All spinel twins are sharp and well crystallised and show well the various aspects of such twinning in the periodic table group 11 metals, copper, gold and silver.
8.8 x 8.1 x 3.8 cm
A 9.5 x 8.0 cm mass of very finely crystallised Native Copper protrudes vertically from a block of mottled green and cream dolerite. Densely packed dodecahedral Copper crystals, often modified to the more complex tetrahexahedral form, comprise the bulk of the specimen. A 5.5 x 1.0 x 1.0 cm repeated spinel copper twin showing a part skeletal habit adorns the apex of the specimen.
14.6 x 8.3 x 9.1 cm
An open group of long acicular Native Copper crystals form a delicate net-like structure. The acicular crystals, typically between 1 to 3 cm long, are elongated repeated spinel twins and branch in complex, herring bone structures and are often sprinkled with equant dodecahedral crystals to about 1 mm across.
The copper ranges from fresh copper-red, through patinas of bright silver, gunmetal and sooty-black. Two small patches of etched Calcite remain on the underside of the specimen.
11.1 x 6.8 x 2.8 cm
Coarse crystals of heavily oxidised Native Copper form a flat branching solid fern-like frond. The stem averages 8 mm thick, with branches tapering to around 3 mm. This flattened form of Native Copper is typical of the shale-hosted zone of the orebody, in which copper emplacement is constrained by bedding within the shale.
18.3 x 8.1 x 1.2 cm
A choice, single 6.8 cm long spinel twin of Native Copper, overgrown around its base by equant, 2 mm dodecahedral Copper crystals over a length of 1.5 cm.

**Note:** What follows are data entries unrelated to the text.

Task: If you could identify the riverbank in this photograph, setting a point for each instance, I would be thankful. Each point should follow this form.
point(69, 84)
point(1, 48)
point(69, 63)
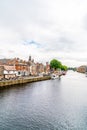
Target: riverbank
point(23, 81)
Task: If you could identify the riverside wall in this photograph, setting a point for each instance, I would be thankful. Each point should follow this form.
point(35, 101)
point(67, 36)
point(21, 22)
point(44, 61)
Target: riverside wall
point(22, 81)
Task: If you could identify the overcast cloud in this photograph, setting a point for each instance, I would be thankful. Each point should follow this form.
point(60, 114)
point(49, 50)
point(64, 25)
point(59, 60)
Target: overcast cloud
point(45, 30)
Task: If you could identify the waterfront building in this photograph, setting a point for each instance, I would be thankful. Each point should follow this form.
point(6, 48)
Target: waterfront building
point(82, 69)
point(9, 71)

A smaller, 1.5 cm spinel twin branches out from the main twin at around 70°. The entire specimen has an aesthetic patina of bronze-terracotta to a reddish sooty grey.
6.8 x 3.0 x 2.5 cm
A highly unusual and aesthetic form of crystallised Native Copper from the Las Minerale open pit at Rocklands. A 7 x 5 x 4 cm block of quartz-rich greenish dolerite is pervaded with almost spherical crystals of Native Copper to around 5 mm diameter. From this matrix, an 11 x 6 x 4 cm stacked mass of beautifully crystallized Copper rises vertically. All the crystals are large, blocky and curved, forming an elegant plumose column. Where examination allows, all the crystal appear to be forms of repeated spinel twinning, with pseudo hexagonal symmetry due to the stellate habit. Along the prism faces, herring bone striations are developed, in some cases very deep giving a near skeletal appearance. The patina is an overall deep rose-gold to brassy-copper-red.